Em um giro irônico da história do Carnaval brasileiro, o PT, que agora vê seu presidente Lula ser homenageado por uma escola de samba, já tentou impedir um desfile similar em São Paulo há duas décadas. A polêmica reacende debates sobre propaganda eleitoral na Sapucaí e avenidas paulistas.

Enquanto a oposição move ações no TSE contra a Acadêmicos de Niterói por enaltecer Lula, registros mostram o PT na Justiça contra homenagens a tucanos.

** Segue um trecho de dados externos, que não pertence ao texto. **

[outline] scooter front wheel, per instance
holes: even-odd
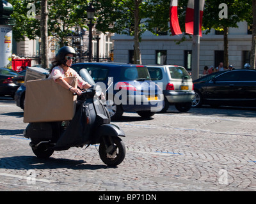
[[[48,159],[52,156],[54,150],[49,149],[47,145],[42,144],[38,147],[31,147],[35,155],[40,159]]]
[[[120,164],[125,156],[125,146],[118,137],[104,136],[99,149],[101,160],[108,166]]]

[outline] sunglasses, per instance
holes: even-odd
[[[67,60],[72,59],[73,61],[76,60],[76,57],[69,57],[69,56],[66,56],[66,57],[65,57],[65,58],[66,58]]]

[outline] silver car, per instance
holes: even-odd
[[[175,65],[147,66],[151,80],[163,89],[166,112],[174,105],[181,112],[190,110],[195,97],[192,78],[187,70]]]

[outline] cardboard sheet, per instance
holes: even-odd
[[[77,87],[75,76],[64,78]],[[27,81],[24,122],[72,120],[75,115],[76,96],[52,78]]]

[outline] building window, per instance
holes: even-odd
[[[167,50],[156,50],[156,64],[164,65],[166,64]]]
[[[252,25],[248,25],[247,34],[252,34]]]
[[[188,70],[192,70],[192,50],[184,51],[184,68]]]
[[[214,59],[214,68],[215,68],[219,66],[220,62],[223,62],[223,61],[224,61],[224,51],[223,50],[215,50],[214,54],[215,54],[215,59]]]
[[[250,55],[251,51],[243,51],[242,68],[244,66],[246,63],[248,63],[250,64]]]
[[[215,34],[216,34],[216,35],[220,35],[220,34],[223,35],[224,34],[224,31],[216,31],[216,30],[215,30]]]
[[[156,28],[156,33],[158,36],[167,36],[168,35],[167,31],[163,31],[163,29],[160,29],[159,27]]]
[[[111,51],[113,50],[113,41],[111,36],[106,36],[105,38],[105,55],[106,57],[109,56]]]
[[[133,64],[134,62],[134,50],[129,50],[129,63]]]

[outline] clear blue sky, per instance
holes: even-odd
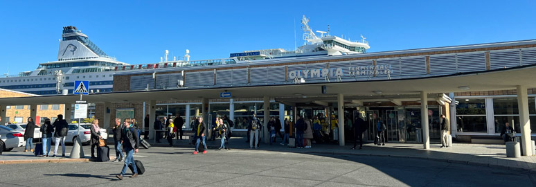
[[[303,43],[314,30],[368,52],[536,39],[536,1],[0,1],[0,74],[55,61],[63,26],[75,26],[109,55],[154,63],[166,49],[192,60]],[[296,26],[294,26],[294,20]]]

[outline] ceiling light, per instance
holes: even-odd
[[[470,87],[458,87],[458,89],[461,89],[461,90],[467,90],[470,88]]]

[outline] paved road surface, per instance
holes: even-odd
[[[131,179],[128,170],[123,181],[114,177],[122,163],[3,165],[0,186],[536,186],[536,176],[526,172],[430,160],[257,150],[191,153],[141,149],[134,157],[146,173]]]

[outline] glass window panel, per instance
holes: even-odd
[[[483,98],[456,99],[456,114],[485,114],[485,100]]]
[[[514,130],[517,132],[521,132],[519,129],[519,116],[495,116],[495,133],[501,133],[501,130],[504,127],[504,124],[506,123],[510,123],[512,126],[513,123],[515,125]]]
[[[488,132],[485,116],[458,116],[456,125],[460,132]]]
[[[519,114],[517,98],[493,98],[494,114]]]

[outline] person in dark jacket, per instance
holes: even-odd
[[[54,130],[54,155],[52,157],[55,157],[57,154],[57,147],[60,146],[60,143],[62,143],[62,157],[65,157],[65,137],[67,136],[67,128],[69,124],[67,121],[63,119],[63,115],[57,115],[57,118],[52,124],[55,130]]]
[[[51,152],[51,143],[52,143],[52,133],[54,132],[54,127],[51,124],[50,119],[46,119],[44,124],[41,125],[39,131],[43,133],[41,139],[43,140],[43,157],[48,157],[48,152]]]
[[[175,125],[177,130],[179,132],[179,136],[177,136],[177,139],[178,140],[179,139],[179,136],[180,136],[180,139],[182,139],[182,127],[184,125],[184,120],[181,117],[181,114],[177,113],[177,117],[173,121],[175,121],[174,124]]]
[[[160,143],[160,139],[162,139],[162,132],[160,130],[162,129],[162,122],[158,120],[158,115],[154,116],[154,126],[153,127],[157,134],[157,143]]]
[[[98,126],[98,120],[94,119],[91,123],[91,127],[89,128],[91,133],[89,144],[91,145],[91,159],[96,159],[97,157],[95,157],[95,150],[98,146],[98,140],[102,139],[102,137],[100,136],[100,127]]]
[[[140,135],[138,134],[138,130],[134,127],[134,125],[130,123],[129,119],[125,120],[122,130],[121,141],[123,142],[123,149],[127,153],[127,157],[125,158],[125,165],[123,166],[121,173],[116,175],[116,177],[120,180],[123,180],[123,177],[127,172],[127,168],[128,168],[129,165],[131,165],[133,168],[132,175],[130,177],[138,177],[138,168],[136,167],[133,154],[134,152],[138,153],[138,146],[140,142]]]
[[[26,146],[24,147],[24,152],[28,152],[28,145],[30,145],[30,152],[33,152],[33,134],[35,131],[35,127],[39,127],[35,125],[35,123],[33,122],[32,118],[28,118],[26,129],[26,131],[24,131],[24,141],[26,141]]]
[[[365,129],[365,121],[359,117],[359,115],[354,121],[354,146],[352,150],[357,145],[357,140],[359,141],[359,150],[363,148],[363,131]]]
[[[504,124],[503,129],[501,130],[501,137],[503,137],[503,140],[504,140],[504,143],[506,143],[507,141],[512,141],[512,135],[515,132],[514,128],[510,126],[510,123],[506,123]]]
[[[197,123],[192,127],[192,131],[195,133],[195,151],[194,151],[193,154],[197,154],[197,152],[199,148],[199,142],[203,141],[203,146],[204,147],[205,150],[203,151],[203,154],[206,153],[206,143],[205,143],[205,130],[206,130],[206,126],[205,125],[205,123],[203,122],[203,117],[199,117],[197,118]]]
[[[114,142],[116,146],[116,159],[114,162],[123,161],[123,150],[121,150],[121,136],[123,136],[123,125],[121,125],[121,119],[116,118],[116,126],[111,130],[114,133]]]
[[[303,130],[305,129],[305,121],[300,116],[296,116],[296,148],[298,149],[303,148]]]

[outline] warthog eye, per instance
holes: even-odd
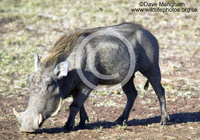
[[[47,87],[53,86],[54,85],[54,80],[51,79],[51,78],[47,79],[47,81],[45,82],[45,85]]]

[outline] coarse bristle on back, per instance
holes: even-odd
[[[64,34],[61,36],[54,46],[50,49],[49,54],[42,60],[45,67],[55,67],[61,61],[64,61],[71,53],[73,48],[77,44],[77,40],[80,36],[93,33],[94,29],[80,30],[72,34]]]

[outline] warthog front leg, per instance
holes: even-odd
[[[79,122],[79,127],[84,127],[85,126],[85,121],[89,122],[89,118],[87,115],[87,112],[85,111],[84,105],[80,109],[80,122]]]

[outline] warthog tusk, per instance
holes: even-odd
[[[15,110],[15,108],[13,108],[13,113],[15,114],[15,116],[19,116],[19,113]]]
[[[38,124],[42,123],[42,114],[39,115],[39,120],[38,120]]]

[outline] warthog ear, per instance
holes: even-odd
[[[61,63],[59,63],[54,71],[53,71],[53,74],[58,78],[58,79],[61,79],[65,76],[67,76],[67,73],[68,73],[68,69],[69,69],[69,62],[67,61],[63,61]]]
[[[40,64],[40,57],[38,54],[35,54],[35,71],[37,71]]]

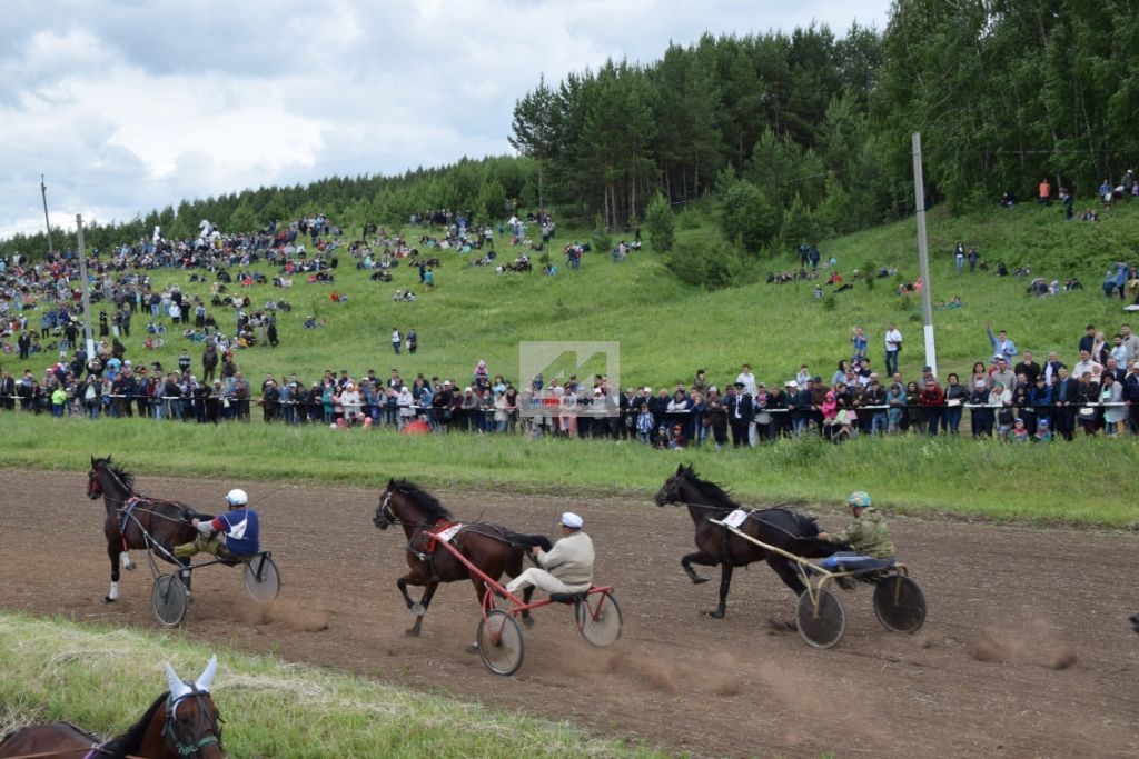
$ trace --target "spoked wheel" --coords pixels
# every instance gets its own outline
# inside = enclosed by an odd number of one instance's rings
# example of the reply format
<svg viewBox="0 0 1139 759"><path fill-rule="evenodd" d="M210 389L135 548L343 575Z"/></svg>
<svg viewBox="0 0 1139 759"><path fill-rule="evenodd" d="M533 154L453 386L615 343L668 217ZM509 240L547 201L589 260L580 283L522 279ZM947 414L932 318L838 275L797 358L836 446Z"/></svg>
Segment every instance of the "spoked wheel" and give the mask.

O caso de 2006 expõe as trocas de posições partidárias em torno do samba e verbas públicas.

Conforme divulgado pela Folhapress e outras fontes.

PT na Justiça contra Leandro de Itaquera em 2006

Em fevereiro de 2006, o então líder petista na Câmara de São Paulo, Arselino Tatto, entrou com ação popular no TJ-SP. Ele pediu liminar para barrar o desfile da escola Leandro de Itaquera, na zona leste.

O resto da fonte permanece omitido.